Я считаю по 7

22
18
20
22
24
26
28
30

Они обнимаются и смеются.

Я знаю эту фотографию.

Она стоит в уголке маминого бюро, в рамке из ракушек.

Помню, маленькой я спросила маму, почему на этой фотографии они такие счастливые, и мама ответила – потому, что они знают, что когда-нибудь у них появлюсь я.

Логики никакой, но я ей поверила.

После службы всем дают белые шарики и просят выйти на улицу.

Шарики наполнены гелием, на белых боках – жирные фиолетовые буквы: «Джимми и Роберта».

По замыслу организаторов, мы должны выпустить их в небо, а какой-то парень в костюме (и сандалиях на белые носки) в это время будет петь про то, что главное на свете – любовь.

Я в ужасе.

Я точно знаю, что в конце концов шарики станут латексным тряпочками и повиснут на проводах.

Они попадают в реки и ручьи, их унесет на много миль, в океан, и там ими будут насмерть давиться рыбы и морские млекопитающие.

Но я не могу найти в себе сил заговорить и предупредить окружающих о бедах, которые случатся лишь потому, что кому-то пришло в голову, будто это так трогательно – выпускать в воздух мины замедленного действия.

Краем глаза я замечаю малыша, который не желает отпускать дареный гелиевый шарик в небо.

В конце концов родители силой вытягивают веревочку у него из сжатого кулака.

Четырехлетка рыдает от обиды, и я вижу: он единственный из всех понимает.

В местной газете печатают мою фотографию – размером с почтовую марку.
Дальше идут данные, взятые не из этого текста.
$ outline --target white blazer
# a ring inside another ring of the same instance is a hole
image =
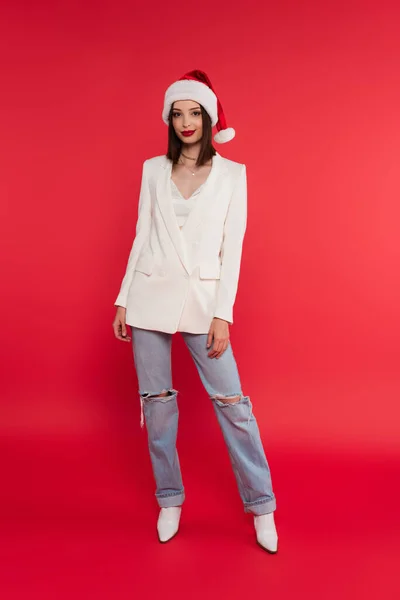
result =
[[[115,306],[126,323],[167,333],[208,333],[213,317],[233,323],[247,221],[246,165],[212,158],[208,178],[179,229],[172,161],[143,163],[136,236]]]

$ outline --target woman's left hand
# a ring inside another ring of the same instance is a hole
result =
[[[229,344],[229,323],[223,319],[214,317],[211,321],[210,330],[207,337],[207,348],[213,347],[208,353],[210,358],[220,358],[223,355]]]

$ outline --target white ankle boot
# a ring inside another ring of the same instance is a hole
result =
[[[267,552],[275,554],[278,551],[278,534],[275,527],[274,513],[255,515],[254,527],[257,543]]]
[[[160,542],[168,542],[178,532],[181,511],[182,508],[180,506],[161,508],[157,521],[157,532]]]

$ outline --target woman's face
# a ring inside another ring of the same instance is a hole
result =
[[[178,138],[185,144],[199,142],[203,135],[203,117],[200,104],[193,100],[177,100],[173,104],[172,125]],[[192,135],[184,135],[193,132]]]

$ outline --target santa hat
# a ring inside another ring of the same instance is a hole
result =
[[[166,125],[169,123],[171,106],[177,100],[194,100],[203,106],[210,115],[212,126],[216,125],[218,129],[218,133],[214,135],[214,141],[218,144],[229,142],[235,137],[235,130],[226,126],[221,102],[204,71],[189,71],[168,87],[162,112],[162,119]]]

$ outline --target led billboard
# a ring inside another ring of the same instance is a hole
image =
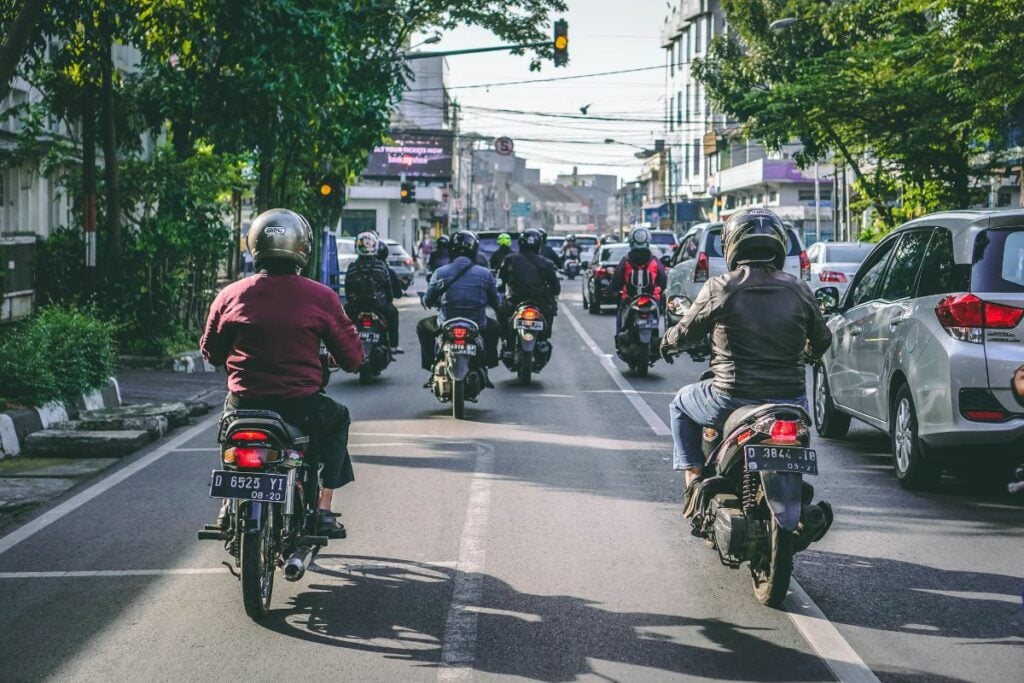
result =
[[[452,177],[452,135],[429,131],[392,131],[391,140],[373,148],[367,178],[447,180]]]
Учреждают фонд для оплаты моего дальнейшего образования.

Работодатель отца делает в фонд щедрый взнос.

В список жертвователей попали многие, но для меня это лишь имена, которые я тут же забываю, потому что за ними не стоит ни одного знакомого лица.

Я узнаю только Хайро Эрнандеса из «Мексиканского такси».

Я пишу Хайро благодарственное письмо, и он звонит в салон «Удача». Прошло две с половиной недели с момента аварии. Я пишу на листке с логотипом салона, поэтому он решил, что в «Удаче» знают, где меня искать.